4 Jan. () –
The number of fish species recorded in the Madidi National Park (Bolivia) has doubled to a staggering 333 species, 35 of them potentially new to science.
This is how it is described in a study carried out within the framework of the Madidi Identity expedition, led by the Wildlife Conservation Society. The results are published in Neotropical Hydrobiology and Aquatic Conservation.
The 35 possible new species for science include candidates from the genera Knodus, Microgenys, Moenkhausia, Characidium, Apareiodon, Brachyhypopomus, Ernstichthys (genus reported for the first time in Bolivia), Astroblepus, Trichomycterus (including a recently described species named after a pioneer French ichthyologist in Bolivia), and a three-barbel catfish (Cetopsorhamdia), a striking pike cichlid (Crenicichla) and a charming bumblebee catfish (Microglanis), among others.
Biodiversity studies and field research were carried out between 2015 and 2018 by specialists of the Wildlife Conservation Society (WCS), the Institut de Recherche pour le Développement de Montpellier (France) and the National Museum of Natural History and the Institute of Ecology of the Universidad Mayor de San Andrés.

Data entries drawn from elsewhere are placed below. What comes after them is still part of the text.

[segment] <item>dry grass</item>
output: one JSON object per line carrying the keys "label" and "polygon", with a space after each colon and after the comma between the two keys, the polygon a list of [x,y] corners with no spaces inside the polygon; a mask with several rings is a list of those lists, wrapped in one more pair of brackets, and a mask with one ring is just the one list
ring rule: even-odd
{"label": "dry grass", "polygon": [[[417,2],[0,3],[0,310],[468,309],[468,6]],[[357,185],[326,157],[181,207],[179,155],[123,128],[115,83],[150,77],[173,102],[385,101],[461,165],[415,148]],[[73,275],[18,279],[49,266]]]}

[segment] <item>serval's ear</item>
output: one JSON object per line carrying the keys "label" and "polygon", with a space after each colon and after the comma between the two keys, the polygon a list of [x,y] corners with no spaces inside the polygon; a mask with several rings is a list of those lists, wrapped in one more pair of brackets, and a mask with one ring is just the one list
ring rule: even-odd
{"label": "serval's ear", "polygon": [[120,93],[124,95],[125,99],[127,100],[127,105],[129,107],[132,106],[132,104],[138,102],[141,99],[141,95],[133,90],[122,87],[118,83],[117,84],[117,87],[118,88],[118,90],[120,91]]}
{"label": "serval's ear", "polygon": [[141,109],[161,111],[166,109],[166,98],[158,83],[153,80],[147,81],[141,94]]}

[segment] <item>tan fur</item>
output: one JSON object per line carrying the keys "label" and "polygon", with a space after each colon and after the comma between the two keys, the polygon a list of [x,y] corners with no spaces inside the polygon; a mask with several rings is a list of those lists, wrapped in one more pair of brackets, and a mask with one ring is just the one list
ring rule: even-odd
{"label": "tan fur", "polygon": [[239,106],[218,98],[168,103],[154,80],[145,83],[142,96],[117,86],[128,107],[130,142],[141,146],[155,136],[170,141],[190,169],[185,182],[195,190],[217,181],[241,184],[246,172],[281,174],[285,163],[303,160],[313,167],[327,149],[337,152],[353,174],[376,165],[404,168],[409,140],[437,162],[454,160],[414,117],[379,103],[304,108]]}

The Madidi is probably the most biologically diverse protected area in the world due to a unique altitudinal gradient of almost 6,000 meters that spans the tropical Andes and the Amazon, informs the WCS in a statement.
Species previously cataloged by science range in size, from the invasive arapaima (Arapaima gigas)a giant who breathes through his mouth, weighs more than 200 kilos and measures more than 3 meters, to the seasonally abundant killifish (Anablepsoides beniensis) of the Rivulidae family, found in natural savannah pools and measuring just 1.5 centimeters. The list also includes the most attractive game fish in the Amazon, the dorado (Salminus brasiliensis), as well as migratory catfish, from the Amazonian goliath catfish (Brachyplatystoma filamentosum) to the tiny chipi chipi pencilfish, whose massive collective migration is a local phenomenon (Trichomycterus barbouri).
Another killifish (Orestias sp.) is found in some of the highest Andean lakes, at 4,300 meters in Madidi, while in stagnant ponds the wonderful Amazon electric knifefish (Gymnotus carapo) and the marsh eel (Synbranchus madeirae) , and in fast-flowing streams of the Amazon headwaters, several species of naked catfish (Astroblepus spp.), probably including several species new to science.